Ah! Aku ingat sekarang!
“Uncle Fred?” tanyaku pelan, berharap nggak salah orang.
Dia memperhatikanku dengan alis berkerut, cukup lama sebenarnya. Anjingnya sampai menggonggong lagi minta perhatian.
“Claire Johansson?”
Ah, syukurlah!
Kuulurkan tangan. “Maaf, aku tidak tahu nama belakangmu, Uncle Fred.”
Kukira, dia hanya akan menjabat tanganku, ternyata dia memelukku sambil berkata, “Astaga, kamu sudah besar sekali, Sayang. Aku sangat merindukan kalian.” Dia melepaskanku setelah puas memelukku. “Apa yang kamu lakukan di sini? Di mana Martin?” tanya Uncle Fred sambil memandang sekeliling.
“Dad sudah meninggal di London beberapa tahun lalu. Aku jadi anak di keluarga ini. Kamu keluarga Caleb?”
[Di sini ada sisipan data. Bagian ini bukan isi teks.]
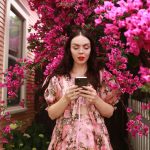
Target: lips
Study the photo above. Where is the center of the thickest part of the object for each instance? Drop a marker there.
(81, 58)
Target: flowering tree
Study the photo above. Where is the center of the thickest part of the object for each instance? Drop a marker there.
(121, 29)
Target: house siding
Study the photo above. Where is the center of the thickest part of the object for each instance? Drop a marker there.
(28, 115)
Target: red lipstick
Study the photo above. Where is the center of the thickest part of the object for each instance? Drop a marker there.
(81, 58)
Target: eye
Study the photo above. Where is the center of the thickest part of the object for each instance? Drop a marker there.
(86, 47)
(76, 48)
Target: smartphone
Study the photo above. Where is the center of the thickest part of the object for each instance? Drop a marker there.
(81, 81)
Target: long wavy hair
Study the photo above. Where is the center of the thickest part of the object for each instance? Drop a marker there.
(66, 65)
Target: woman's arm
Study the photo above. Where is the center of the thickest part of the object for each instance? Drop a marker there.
(105, 109)
(57, 109)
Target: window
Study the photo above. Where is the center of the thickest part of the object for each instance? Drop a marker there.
(15, 46)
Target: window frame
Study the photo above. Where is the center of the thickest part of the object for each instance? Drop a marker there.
(20, 10)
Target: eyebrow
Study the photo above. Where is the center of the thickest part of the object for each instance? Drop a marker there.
(83, 44)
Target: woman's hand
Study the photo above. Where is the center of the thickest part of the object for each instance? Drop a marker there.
(89, 93)
(72, 93)
(110, 97)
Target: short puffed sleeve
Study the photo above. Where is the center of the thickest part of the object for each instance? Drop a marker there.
(53, 91)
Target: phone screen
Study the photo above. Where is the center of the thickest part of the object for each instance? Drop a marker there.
(81, 81)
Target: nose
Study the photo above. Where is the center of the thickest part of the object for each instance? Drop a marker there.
(81, 50)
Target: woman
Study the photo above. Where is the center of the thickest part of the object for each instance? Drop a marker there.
(78, 111)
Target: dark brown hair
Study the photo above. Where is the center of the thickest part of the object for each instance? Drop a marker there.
(66, 64)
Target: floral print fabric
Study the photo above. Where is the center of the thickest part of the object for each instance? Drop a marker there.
(73, 130)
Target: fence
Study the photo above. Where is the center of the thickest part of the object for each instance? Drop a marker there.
(140, 143)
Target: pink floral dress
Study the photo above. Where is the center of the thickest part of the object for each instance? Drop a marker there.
(73, 130)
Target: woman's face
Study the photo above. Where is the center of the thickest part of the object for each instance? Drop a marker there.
(80, 49)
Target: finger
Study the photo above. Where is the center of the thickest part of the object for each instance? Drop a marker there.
(86, 96)
(75, 90)
(85, 92)
(89, 88)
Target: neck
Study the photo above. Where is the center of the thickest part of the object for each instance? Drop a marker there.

“Sebentar! Meninggal?” Dia mengerutkan kening lagi. “Apa yang bisa membunuh jagoan seperti dia?”
“Kanker paru-paru,” jawabku cepat. “Paru-parunya tinggal separuh.”
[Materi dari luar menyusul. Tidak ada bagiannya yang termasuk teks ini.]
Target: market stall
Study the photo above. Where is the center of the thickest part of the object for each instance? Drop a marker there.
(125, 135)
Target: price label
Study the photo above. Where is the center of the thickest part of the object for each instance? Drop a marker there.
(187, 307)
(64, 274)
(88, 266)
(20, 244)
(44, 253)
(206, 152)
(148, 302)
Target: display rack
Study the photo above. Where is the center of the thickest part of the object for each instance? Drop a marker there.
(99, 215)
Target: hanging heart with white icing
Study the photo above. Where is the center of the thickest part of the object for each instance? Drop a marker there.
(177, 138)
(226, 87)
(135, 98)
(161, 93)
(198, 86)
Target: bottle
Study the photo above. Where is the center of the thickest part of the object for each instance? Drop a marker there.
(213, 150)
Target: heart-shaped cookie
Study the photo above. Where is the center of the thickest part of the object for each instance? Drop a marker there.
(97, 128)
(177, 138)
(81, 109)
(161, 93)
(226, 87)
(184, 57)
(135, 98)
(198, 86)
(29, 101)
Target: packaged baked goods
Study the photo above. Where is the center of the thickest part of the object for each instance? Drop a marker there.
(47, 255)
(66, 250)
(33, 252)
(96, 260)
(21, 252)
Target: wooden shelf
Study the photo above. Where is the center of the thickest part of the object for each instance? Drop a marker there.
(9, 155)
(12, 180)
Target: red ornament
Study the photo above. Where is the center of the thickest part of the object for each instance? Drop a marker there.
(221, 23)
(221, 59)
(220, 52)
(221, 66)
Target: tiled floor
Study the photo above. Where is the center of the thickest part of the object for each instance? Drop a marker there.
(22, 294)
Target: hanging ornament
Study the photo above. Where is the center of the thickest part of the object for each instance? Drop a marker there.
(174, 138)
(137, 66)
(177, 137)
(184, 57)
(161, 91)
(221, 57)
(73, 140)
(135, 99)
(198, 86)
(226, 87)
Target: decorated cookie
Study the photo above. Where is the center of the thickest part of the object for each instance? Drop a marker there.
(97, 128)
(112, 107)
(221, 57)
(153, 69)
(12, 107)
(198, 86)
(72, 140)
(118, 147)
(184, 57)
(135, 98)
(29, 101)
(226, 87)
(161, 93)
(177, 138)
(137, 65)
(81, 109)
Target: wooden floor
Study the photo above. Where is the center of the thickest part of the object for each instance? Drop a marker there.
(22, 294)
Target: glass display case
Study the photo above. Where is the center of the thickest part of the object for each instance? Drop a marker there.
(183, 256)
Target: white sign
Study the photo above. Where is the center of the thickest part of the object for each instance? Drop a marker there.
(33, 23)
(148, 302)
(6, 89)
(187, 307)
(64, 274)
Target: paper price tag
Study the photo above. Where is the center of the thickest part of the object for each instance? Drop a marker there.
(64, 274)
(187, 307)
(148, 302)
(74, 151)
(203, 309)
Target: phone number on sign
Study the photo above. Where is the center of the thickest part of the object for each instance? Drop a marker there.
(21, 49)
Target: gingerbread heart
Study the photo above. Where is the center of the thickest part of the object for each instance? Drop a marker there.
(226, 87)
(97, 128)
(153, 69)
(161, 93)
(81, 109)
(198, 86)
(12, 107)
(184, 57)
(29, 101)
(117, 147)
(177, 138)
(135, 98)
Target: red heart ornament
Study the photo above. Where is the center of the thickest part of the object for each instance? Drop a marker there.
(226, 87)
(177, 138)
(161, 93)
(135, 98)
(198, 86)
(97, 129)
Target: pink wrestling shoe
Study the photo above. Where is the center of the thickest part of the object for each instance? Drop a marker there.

Uncle Fred mundur. Wajahnya pucat. Setelah fase terkejut yang dramatis itu, dia menyumpah dan menggosok wajah keras-keras.
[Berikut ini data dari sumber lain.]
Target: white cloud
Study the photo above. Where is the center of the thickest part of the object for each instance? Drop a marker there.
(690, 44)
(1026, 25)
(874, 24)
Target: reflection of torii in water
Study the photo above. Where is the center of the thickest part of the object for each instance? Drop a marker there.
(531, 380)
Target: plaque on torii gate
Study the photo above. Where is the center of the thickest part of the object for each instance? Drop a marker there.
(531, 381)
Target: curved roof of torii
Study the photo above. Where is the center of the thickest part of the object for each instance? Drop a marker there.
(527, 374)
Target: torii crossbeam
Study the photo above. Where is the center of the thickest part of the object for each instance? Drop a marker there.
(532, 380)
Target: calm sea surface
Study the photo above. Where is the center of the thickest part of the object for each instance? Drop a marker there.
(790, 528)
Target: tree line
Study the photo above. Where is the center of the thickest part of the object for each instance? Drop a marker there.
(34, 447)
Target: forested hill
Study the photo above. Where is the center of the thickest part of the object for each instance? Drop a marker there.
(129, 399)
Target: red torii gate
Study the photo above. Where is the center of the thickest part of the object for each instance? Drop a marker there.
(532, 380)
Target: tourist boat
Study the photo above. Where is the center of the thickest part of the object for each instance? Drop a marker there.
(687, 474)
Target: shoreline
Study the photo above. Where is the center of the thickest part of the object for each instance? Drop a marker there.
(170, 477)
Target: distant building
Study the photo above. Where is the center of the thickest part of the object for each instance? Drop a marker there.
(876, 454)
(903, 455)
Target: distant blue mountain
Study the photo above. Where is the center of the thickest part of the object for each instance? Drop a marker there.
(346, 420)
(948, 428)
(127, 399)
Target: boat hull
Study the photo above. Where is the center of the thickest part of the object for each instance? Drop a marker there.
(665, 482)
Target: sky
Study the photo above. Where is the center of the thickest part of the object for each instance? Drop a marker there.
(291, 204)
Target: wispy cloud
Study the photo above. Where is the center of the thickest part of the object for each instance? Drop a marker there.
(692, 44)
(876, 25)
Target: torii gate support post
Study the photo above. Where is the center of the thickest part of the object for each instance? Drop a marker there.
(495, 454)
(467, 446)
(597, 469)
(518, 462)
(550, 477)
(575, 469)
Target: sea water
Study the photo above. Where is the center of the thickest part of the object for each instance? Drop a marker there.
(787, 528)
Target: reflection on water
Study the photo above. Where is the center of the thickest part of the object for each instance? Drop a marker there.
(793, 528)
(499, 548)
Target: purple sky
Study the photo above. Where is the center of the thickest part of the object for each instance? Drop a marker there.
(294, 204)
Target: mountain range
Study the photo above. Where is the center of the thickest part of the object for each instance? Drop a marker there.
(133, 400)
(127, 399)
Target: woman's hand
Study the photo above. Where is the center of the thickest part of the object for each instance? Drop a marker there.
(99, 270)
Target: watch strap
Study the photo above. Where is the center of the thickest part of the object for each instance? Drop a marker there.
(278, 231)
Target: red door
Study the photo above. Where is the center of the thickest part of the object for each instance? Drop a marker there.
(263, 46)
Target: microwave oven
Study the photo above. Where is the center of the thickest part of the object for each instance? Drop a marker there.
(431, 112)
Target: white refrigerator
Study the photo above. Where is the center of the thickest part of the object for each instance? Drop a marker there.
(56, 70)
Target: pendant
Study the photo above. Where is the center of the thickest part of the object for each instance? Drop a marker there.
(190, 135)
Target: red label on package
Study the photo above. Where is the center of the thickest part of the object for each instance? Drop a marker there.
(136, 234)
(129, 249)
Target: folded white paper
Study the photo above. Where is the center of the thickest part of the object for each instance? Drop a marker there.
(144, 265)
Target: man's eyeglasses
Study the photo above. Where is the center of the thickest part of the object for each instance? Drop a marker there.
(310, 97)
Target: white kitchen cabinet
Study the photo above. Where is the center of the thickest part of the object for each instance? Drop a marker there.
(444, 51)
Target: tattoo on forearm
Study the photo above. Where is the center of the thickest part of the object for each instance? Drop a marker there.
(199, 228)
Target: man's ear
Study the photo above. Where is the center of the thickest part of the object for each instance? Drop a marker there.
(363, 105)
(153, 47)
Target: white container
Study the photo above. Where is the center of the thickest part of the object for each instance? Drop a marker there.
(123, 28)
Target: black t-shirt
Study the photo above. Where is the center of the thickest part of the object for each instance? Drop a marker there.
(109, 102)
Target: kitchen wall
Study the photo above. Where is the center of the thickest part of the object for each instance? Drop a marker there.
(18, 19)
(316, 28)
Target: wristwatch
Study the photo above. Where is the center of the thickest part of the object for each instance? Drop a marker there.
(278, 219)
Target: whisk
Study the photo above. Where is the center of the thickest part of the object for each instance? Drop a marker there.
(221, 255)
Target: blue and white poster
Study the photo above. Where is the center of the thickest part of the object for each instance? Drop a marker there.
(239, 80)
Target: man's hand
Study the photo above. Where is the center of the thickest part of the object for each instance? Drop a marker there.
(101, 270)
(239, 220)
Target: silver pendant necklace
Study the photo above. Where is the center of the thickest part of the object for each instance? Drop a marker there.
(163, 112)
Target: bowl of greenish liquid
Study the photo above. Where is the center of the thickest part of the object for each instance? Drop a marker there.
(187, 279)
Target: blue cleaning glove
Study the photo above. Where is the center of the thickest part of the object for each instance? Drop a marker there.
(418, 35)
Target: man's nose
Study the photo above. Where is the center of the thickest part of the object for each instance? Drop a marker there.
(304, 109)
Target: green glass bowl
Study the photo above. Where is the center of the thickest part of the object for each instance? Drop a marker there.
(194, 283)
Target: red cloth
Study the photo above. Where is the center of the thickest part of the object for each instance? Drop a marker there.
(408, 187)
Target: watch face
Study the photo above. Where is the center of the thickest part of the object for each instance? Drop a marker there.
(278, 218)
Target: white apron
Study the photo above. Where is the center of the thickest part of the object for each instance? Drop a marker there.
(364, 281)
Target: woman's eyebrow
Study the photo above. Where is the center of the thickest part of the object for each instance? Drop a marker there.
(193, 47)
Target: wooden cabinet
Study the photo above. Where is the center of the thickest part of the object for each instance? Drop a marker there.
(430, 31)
Aku menoleh pada Drey untuk menjelaskan, “Uncle Fred teman Dad sejak kuliah. Dulu Uncle Fred sering ke Surabaya. Lalu, tiba-tiba dia tidak pernah menampakkan diri lagi.”
“Martin mengusirku. Kami bertengkar tentangmu. Aku menyarankan agar kamu mendapat pengasuhan perempuan. Aku menyarankan memasukkanmu ke asrama atau membayar pengasuh untuk menjagamu,” kata Uncle Fred sambil menarik tali anjingnya karena anjing itu akan mendekati mom. “Maafkan aku, Miss.”
“Dia istriku.” Drey mengulurkan tangan untuk menjabat tangan Uncle Fred, tapi bukan untuk berteman. Ekspresi Drey masih seperti srigala haus darah. “Drey Syailendra.”
“Oh, maaf.” Uncle Fred menyambut tangan Drey, lalu mengernyit, sepertinya Drey mematahkan jari-jarinya.
“Aku mendengar tentangmu dari Seraphine. Terima kasih banyak atas bantuanmu. Tapi, aku tidak menyangka Miss ... uhm ... maksudku, Mrs. Syailendra istrimu. Kukira dia masih sekolah.” Wajah Uncle Fred terlihat kesakitan lagi. Sepertinya sekarang jarinya sudah benar-benar patah.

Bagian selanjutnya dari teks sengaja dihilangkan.